Cash cows
Austin home sellers pocket some of fattest profits in the country, shows report
Homebuyers in the Austin area are rightfully complaining about the continuing ascent of home prices. Home sellers, however, are cheering.
In the Austin area, the typical home sale in the third quarter of 2021 generated a 70.9 percent profit for the seller — the 12th highest profit margin among U.S. metro areas. In dollar terms, the typical area home sold for $192,656 more in the third quarter than it was purchased for.
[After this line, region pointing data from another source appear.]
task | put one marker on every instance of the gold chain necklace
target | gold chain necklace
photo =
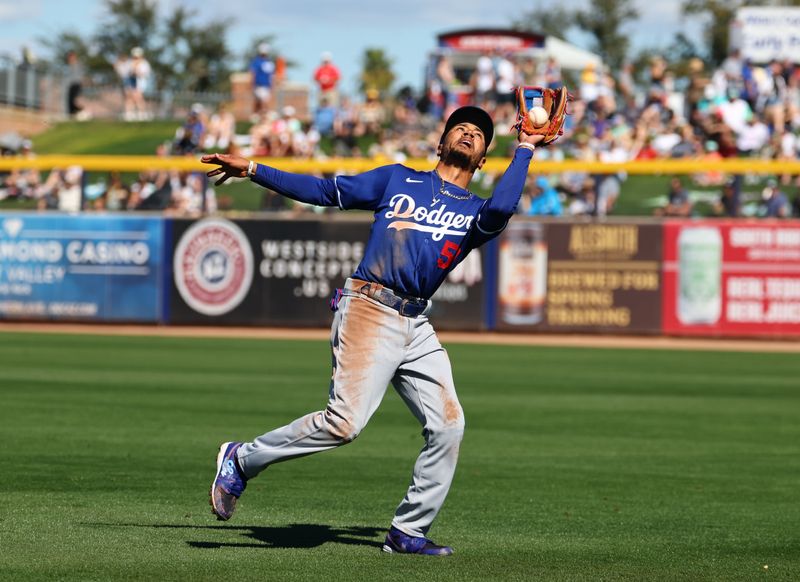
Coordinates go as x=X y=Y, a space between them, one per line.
x=444 y=192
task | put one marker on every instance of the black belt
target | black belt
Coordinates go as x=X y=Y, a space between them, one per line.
x=405 y=305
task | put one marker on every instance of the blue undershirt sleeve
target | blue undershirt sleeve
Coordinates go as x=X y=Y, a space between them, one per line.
x=300 y=187
x=362 y=191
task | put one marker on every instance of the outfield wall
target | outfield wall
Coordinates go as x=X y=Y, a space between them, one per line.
x=734 y=278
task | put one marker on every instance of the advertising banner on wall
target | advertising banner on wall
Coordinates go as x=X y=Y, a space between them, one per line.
x=282 y=273
x=592 y=277
x=732 y=278
x=103 y=268
x=766 y=33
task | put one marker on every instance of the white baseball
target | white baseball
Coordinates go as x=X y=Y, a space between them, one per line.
x=538 y=116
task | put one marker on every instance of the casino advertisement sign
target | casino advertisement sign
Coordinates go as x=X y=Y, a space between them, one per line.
x=732 y=278
x=585 y=277
x=96 y=268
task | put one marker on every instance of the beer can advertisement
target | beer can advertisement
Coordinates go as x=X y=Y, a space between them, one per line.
x=593 y=277
x=732 y=278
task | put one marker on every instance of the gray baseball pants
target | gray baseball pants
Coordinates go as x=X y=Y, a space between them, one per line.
x=373 y=345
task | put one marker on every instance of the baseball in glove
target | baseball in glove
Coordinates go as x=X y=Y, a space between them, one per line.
x=542 y=111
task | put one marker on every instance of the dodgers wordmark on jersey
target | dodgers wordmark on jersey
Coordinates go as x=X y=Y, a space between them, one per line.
x=423 y=225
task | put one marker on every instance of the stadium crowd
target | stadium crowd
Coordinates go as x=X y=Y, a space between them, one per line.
x=734 y=110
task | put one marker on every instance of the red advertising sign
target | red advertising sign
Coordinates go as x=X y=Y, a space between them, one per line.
x=732 y=278
x=480 y=40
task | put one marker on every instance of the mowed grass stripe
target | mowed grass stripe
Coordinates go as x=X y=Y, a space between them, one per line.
x=577 y=464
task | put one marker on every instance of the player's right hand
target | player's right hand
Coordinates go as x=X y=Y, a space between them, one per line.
x=229 y=166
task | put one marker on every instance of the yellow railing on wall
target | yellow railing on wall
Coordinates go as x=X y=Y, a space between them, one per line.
x=355 y=165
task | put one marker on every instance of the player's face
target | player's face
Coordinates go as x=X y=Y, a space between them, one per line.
x=464 y=147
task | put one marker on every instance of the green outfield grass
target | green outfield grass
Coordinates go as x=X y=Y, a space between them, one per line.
x=577 y=464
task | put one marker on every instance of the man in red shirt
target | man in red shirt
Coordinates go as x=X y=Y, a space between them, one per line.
x=327 y=77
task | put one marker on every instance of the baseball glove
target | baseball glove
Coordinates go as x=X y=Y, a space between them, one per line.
x=553 y=101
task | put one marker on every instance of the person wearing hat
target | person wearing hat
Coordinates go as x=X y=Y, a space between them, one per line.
x=425 y=224
x=262 y=70
x=327 y=77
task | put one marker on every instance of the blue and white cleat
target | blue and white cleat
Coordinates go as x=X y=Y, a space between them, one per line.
x=228 y=483
x=399 y=543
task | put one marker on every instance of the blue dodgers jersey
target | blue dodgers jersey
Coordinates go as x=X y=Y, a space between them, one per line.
x=418 y=235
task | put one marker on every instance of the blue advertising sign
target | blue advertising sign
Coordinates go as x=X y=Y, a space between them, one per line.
x=99 y=268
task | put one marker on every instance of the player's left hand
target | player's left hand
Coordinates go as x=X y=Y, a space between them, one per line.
x=229 y=166
x=533 y=139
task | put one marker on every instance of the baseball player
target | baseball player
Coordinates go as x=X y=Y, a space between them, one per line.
x=425 y=224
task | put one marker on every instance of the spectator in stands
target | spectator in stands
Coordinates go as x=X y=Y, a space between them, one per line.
x=507 y=80
x=262 y=70
x=139 y=80
x=678 y=202
x=189 y=137
x=729 y=202
x=372 y=114
x=775 y=203
x=325 y=117
x=116 y=194
x=327 y=77
x=74 y=79
x=541 y=199
x=482 y=82
x=221 y=129
x=21 y=182
x=445 y=77
x=753 y=137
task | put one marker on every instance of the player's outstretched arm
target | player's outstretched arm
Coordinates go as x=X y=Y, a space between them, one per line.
x=503 y=203
x=308 y=189
x=229 y=166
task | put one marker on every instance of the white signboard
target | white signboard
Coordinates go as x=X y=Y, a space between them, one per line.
x=764 y=34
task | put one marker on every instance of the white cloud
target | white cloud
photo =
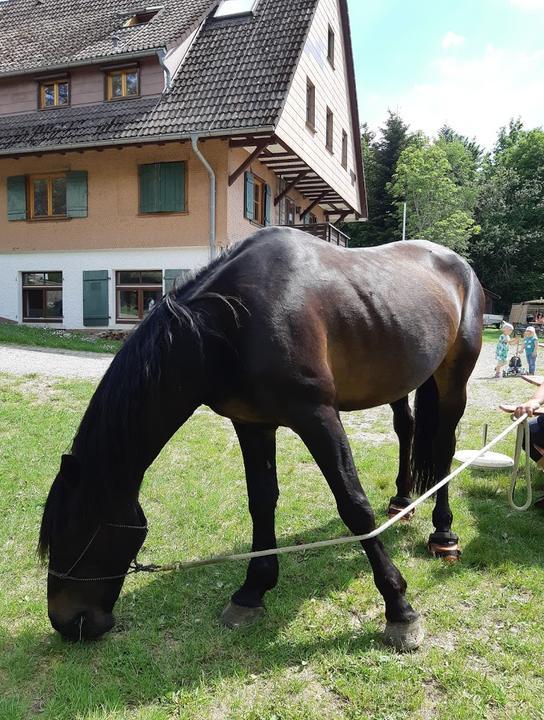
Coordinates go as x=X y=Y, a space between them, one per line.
x=452 y=39
x=476 y=96
x=528 y=4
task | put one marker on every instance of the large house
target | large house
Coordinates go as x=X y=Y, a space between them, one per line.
x=137 y=141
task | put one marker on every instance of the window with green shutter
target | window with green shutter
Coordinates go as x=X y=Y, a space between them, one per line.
x=95 y=298
x=257 y=200
x=17 y=205
x=162 y=187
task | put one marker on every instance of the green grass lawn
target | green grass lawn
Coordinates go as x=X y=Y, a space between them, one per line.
x=317 y=654
x=56 y=338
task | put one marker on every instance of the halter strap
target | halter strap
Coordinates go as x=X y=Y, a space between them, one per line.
x=133 y=567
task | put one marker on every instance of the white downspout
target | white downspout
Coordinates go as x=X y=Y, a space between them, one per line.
x=213 y=195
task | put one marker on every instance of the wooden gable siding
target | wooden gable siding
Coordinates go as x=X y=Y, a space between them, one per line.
x=18 y=95
x=331 y=91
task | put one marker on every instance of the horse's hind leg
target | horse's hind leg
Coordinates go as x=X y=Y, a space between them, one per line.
x=403 y=422
x=321 y=430
x=258 y=446
x=451 y=384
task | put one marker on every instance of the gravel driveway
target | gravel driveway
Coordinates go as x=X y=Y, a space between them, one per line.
x=53 y=363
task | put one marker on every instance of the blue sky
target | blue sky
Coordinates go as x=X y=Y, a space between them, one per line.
x=471 y=63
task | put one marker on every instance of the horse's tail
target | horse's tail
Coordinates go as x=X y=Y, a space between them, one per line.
x=423 y=461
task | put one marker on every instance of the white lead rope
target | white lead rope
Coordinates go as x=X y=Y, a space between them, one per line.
x=378 y=531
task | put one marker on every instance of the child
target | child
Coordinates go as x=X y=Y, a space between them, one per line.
x=531 y=348
x=501 y=352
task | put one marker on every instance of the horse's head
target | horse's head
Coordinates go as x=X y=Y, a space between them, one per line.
x=89 y=552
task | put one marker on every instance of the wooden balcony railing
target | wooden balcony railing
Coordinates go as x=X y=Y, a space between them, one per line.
x=326 y=231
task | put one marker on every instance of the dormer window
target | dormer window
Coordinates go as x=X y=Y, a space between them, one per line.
x=122 y=83
x=230 y=8
x=142 y=17
x=54 y=93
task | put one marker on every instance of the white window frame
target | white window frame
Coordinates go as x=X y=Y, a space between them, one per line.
x=234 y=8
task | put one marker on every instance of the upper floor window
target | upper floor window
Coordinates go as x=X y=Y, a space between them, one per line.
x=47 y=195
x=228 y=8
x=162 y=187
x=344 y=149
x=54 y=93
x=330 y=130
x=330 y=46
x=122 y=83
x=310 y=104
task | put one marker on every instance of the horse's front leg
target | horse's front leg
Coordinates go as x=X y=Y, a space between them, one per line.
x=322 y=431
x=258 y=446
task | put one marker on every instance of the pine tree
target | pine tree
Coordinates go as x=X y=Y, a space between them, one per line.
x=381 y=158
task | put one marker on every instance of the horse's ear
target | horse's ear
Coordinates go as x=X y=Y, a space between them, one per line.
x=69 y=468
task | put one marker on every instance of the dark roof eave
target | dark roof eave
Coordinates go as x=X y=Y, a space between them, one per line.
x=117 y=57
x=136 y=140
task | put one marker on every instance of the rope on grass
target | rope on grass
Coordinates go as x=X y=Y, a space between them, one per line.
x=184 y=565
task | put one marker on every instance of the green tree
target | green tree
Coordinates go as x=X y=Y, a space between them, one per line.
x=436 y=182
x=509 y=254
x=381 y=157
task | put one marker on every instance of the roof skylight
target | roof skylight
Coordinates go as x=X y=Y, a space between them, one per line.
x=142 y=17
x=228 y=8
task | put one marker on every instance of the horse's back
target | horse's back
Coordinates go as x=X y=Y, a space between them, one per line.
x=368 y=325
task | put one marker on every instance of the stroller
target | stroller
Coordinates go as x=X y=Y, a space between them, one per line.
x=515 y=368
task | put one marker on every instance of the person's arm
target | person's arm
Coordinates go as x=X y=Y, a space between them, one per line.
x=531 y=405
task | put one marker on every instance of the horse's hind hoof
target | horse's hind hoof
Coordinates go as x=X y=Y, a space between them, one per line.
x=236 y=616
x=445 y=546
x=393 y=511
x=404 y=637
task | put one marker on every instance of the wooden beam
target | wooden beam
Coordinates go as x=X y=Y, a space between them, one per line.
x=290 y=186
x=312 y=205
x=252 y=141
x=233 y=177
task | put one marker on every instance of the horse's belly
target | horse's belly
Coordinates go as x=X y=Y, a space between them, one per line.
x=366 y=382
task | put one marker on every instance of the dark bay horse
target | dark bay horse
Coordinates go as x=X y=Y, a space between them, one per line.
x=282 y=330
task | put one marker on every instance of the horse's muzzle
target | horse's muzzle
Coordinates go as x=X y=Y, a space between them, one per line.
x=88 y=625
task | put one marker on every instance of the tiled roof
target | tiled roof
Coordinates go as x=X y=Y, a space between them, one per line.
x=236 y=76
x=38 y=34
x=84 y=124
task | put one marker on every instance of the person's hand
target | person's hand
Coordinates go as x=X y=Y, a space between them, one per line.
x=527 y=408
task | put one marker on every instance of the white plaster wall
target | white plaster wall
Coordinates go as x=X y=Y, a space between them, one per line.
x=331 y=91
x=72 y=265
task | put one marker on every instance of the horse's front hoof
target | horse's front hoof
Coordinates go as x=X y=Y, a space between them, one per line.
x=404 y=637
x=445 y=546
x=236 y=616
x=396 y=505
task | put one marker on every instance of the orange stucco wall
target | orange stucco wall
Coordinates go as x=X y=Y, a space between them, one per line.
x=113 y=221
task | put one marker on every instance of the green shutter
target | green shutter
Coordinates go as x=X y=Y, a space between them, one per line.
x=16 y=197
x=249 y=208
x=76 y=193
x=267 y=204
x=172 y=187
x=95 y=298
x=149 y=187
x=170 y=277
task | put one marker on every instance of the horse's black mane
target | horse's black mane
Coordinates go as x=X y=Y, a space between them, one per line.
x=112 y=424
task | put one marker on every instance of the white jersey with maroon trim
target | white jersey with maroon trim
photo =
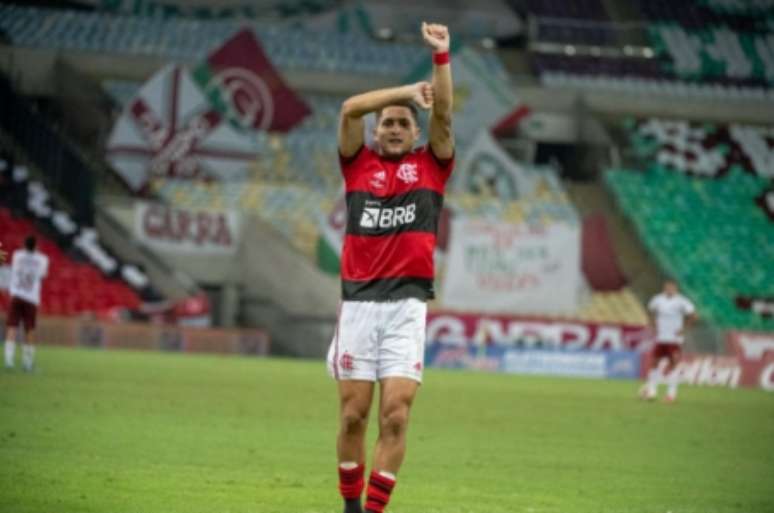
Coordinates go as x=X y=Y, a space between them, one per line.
x=670 y=312
x=28 y=268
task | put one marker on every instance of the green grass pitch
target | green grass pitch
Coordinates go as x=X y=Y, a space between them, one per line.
x=139 y=432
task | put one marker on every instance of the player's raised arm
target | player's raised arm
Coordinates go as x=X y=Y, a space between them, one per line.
x=441 y=135
x=351 y=124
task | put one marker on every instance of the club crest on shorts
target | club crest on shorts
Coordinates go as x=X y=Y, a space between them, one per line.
x=346 y=362
x=407 y=172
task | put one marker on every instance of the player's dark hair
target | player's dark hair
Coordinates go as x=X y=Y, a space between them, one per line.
x=408 y=104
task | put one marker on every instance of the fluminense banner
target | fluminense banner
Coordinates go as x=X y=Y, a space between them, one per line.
x=502 y=267
x=183 y=230
x=203 y=124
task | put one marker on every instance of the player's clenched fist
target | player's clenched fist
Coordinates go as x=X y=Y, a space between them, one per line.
x=423 y=95
x=436 y=36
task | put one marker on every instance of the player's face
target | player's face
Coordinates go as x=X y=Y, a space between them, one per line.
x=396 y=131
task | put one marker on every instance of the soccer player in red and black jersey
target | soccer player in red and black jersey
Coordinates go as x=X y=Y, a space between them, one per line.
x=394 y=196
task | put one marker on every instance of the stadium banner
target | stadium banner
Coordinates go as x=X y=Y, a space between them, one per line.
x=203 y=124
x=332 y=230
x=465 y=330
x=557 y=362
x=755 y=353
x=245 y=88
x=503 y=267
x=182 y=230
x=73 y=332
x=709 y=370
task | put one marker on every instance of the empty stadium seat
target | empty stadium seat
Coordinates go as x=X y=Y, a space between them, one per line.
x=72 y=287
x=707 y=232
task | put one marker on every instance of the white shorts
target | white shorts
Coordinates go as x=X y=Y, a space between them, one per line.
x=379 y=339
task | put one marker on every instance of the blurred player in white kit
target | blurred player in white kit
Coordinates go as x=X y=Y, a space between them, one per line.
x=28 y=269
x=670 y=313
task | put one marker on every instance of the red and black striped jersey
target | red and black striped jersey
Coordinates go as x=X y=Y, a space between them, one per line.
x=393 y=211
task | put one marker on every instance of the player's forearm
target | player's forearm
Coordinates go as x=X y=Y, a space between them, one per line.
x=372 y=101
x=443 y=90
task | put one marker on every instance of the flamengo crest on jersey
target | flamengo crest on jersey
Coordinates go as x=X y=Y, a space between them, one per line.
x=393 y=212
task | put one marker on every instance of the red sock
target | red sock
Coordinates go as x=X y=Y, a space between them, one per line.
x=351 y=482
x=379 y=490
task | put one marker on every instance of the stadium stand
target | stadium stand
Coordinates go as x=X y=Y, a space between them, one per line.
x=693 y=205
x=693 y=50
x=72 y=287
x=190 y=39
x=575 y=22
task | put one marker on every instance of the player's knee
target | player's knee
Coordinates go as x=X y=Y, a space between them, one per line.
x=354 y=420
x=394 y=421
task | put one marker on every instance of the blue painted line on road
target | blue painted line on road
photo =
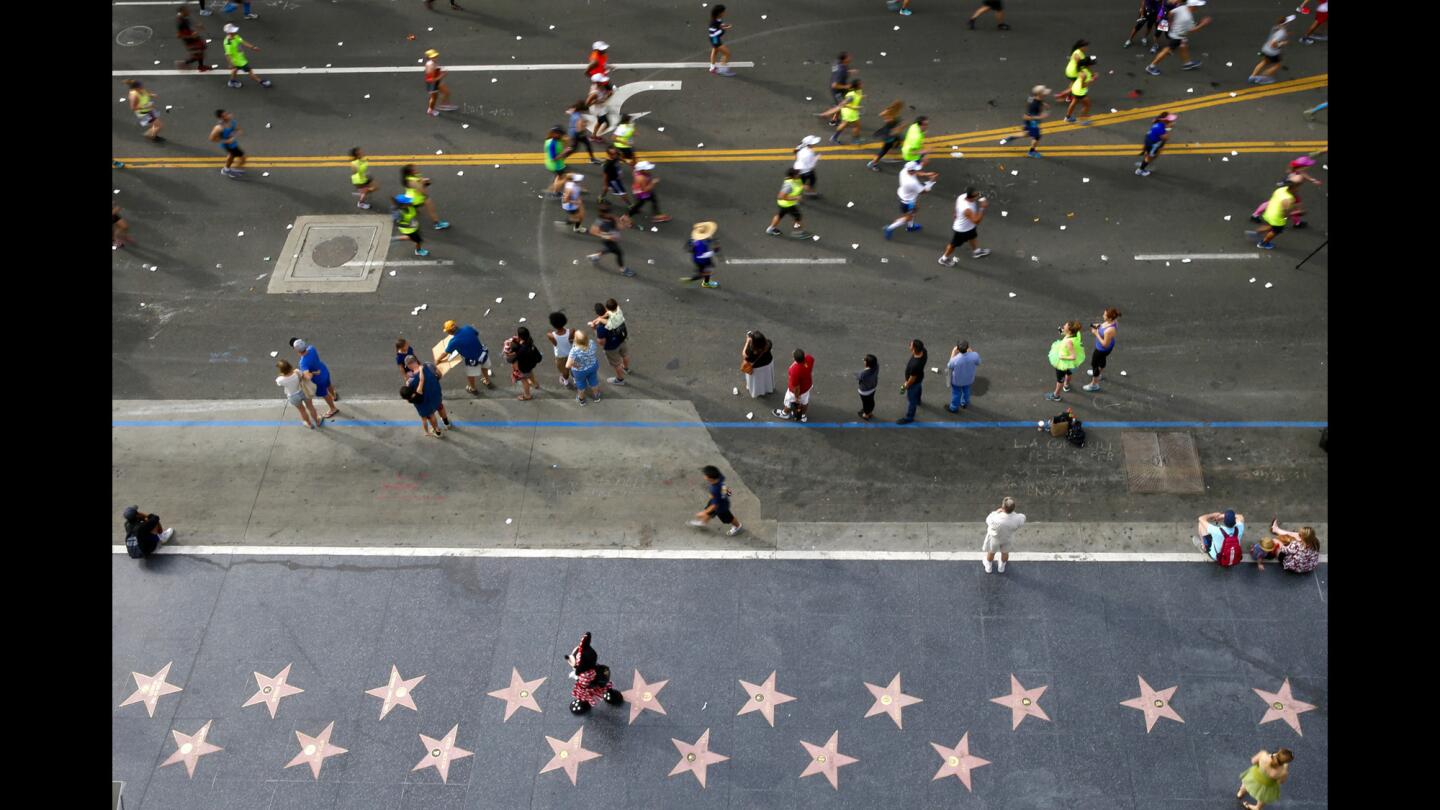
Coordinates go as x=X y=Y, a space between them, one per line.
x=774 y=424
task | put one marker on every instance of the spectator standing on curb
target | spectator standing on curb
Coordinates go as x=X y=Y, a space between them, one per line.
x=1220 y=536
x=317 y=374
x=1267 y=773
x=719 y=505
x=1066 y=355
x=758 y=363
x=913 y=385
x=585 y=368
x=1103 y=333
x=969 y=209
x=962 y=375
x=141 y=538
x=866 y=382
x=290 y=382
x=612 y=340
x=801 y=378
x=465 y=342
x=559 y=336
x=1000 y=529
x=402 y=350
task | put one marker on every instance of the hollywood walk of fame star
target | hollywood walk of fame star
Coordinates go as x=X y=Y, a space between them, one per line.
x=190 y=747
x=958 y=761
x=569 y=754
x=441 y=753
x=519 y=695
x=1282 y=705
x=763 y=699
x=696 y=757
x=151 y=688
x=271 y=689
x=827 y=760
x=398 y=692
x=1155 y=704
x=314 y=750
x=644 y=696
x=1023 y=702
x=890 y=701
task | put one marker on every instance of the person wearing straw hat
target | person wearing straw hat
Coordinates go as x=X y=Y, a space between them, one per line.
x=1030 y=121
x=435 y=85
x=703 y=252
x=805 y=160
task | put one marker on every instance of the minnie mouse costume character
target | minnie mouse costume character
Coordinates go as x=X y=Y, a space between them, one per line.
x=592 y=682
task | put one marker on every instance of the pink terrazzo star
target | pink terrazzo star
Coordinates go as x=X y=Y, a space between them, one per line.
x=763 y=699
x=519 y=695
x=1155 y=704
x=696 y=757
x=398 y=692
x=958 y=761
x=642 y=696
x=1023 y=702
x=441 y=753
x=190 y=747
x=569 y=754
x=271 y=689
x=316 y=750
x=151 y=688
x=1280 y=705
x=827 y=760
x=890 y=701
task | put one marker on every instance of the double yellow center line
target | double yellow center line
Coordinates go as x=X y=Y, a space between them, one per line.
x=938 y=146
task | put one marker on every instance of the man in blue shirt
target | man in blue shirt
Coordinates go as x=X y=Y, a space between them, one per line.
x=962 y=375
x=1155 y=140
x=317 y=374
x=719 y=505
x=465 y=342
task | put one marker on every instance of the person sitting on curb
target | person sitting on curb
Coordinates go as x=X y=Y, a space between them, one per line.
x=143 y=532
x=1214 y=531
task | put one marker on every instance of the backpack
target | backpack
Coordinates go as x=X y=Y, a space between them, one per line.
x=1229 y=548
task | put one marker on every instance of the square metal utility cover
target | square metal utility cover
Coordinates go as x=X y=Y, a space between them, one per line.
x=1161 y=463
x=333 y=254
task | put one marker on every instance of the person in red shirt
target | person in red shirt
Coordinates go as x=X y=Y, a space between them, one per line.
x=599 y=59
x=797 y=391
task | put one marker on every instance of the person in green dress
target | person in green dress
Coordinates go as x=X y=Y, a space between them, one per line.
x=1262 y=781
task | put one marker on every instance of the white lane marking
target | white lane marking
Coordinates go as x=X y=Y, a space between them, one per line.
x=401 y=263
x=612 y=105
x=1182 y=257
x=681 y=554
x=786 y=261
x=421 y=68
The typical sale price was $465,000.
ATTOM Data Solutions collected the profit data, which was reported by the 24/7 Wall St. website.
“Surging home values are partially a product of growing demand, which is fueled in part by low mortgage rates. These conditions have created a seller’s market unlike anything seen in recent memory,” 24/7 Wall St. says.
In Austin, much of the housing demand is spiking around the future Apple campus in Northwest Austin, the current Oracle campus in East Austin, the Tesla factory under construction just east of Austin, and the Samsung factory set to be built just outside Taylor.
Residential real estate platform Orchard looked at the median home price in a 10-mile radius of each of those four sites to get a sense of how home prices have been affected.
Near the future Apple campus, the median sale price of a home jumped from $336,750 in the third quarter of 2020 to $489,000 in the third quarter of 2021, a difference of 45 percent, according to Orchard.
In the area surrounding the Tesla plant, the median sale price during the same period went from $437,050 to $534,502, an increase of 22.3 percent.
Near the Oracle campus, the median sale price rose from $416,000 to $585,000, or 40.6 percent.
Among the four high-tech hubs studied by Orchard, the 10-mile area around the future Samsung plant saw the biggest price increase from the third quarter of 2020 to the third quarter of 2021. In that pocket of the Austin area, the median sale price shot up by 48.9 percent — from $271,906 to $405,000.
“You’d be hard-pressed to find an area of Austin that isn’t more difficult to buy a house in compared to last year,” Orchard observes. “But as the city continues to build out its roster of tech giants and attracts even more workers, look for home values near these hot spots to climb even higher — especially in emerging satellite towns like Taylor.”
The ATTOM Data Solutions figures cover all U.S. metro areas with populations of at least 200,000 and at least 1,000 single-family home and condo sales in the third quarter of this year.
Nationwide, the profit margin — the gap between purchase and resale prices — of a typical single-family home sold in the third quarter of this year was 47.6 percent, equivalent to a profit of $100,178, according to the ATTOM numbers.
The Boise, Idaho, metro area led the profit pack. In the third quarter, the typical home sale produced a 130.3 percent profit for the seller. In dollar terms, the typical area home sold for $251,989 more than it was purchased for. The typical sale price was $445,313.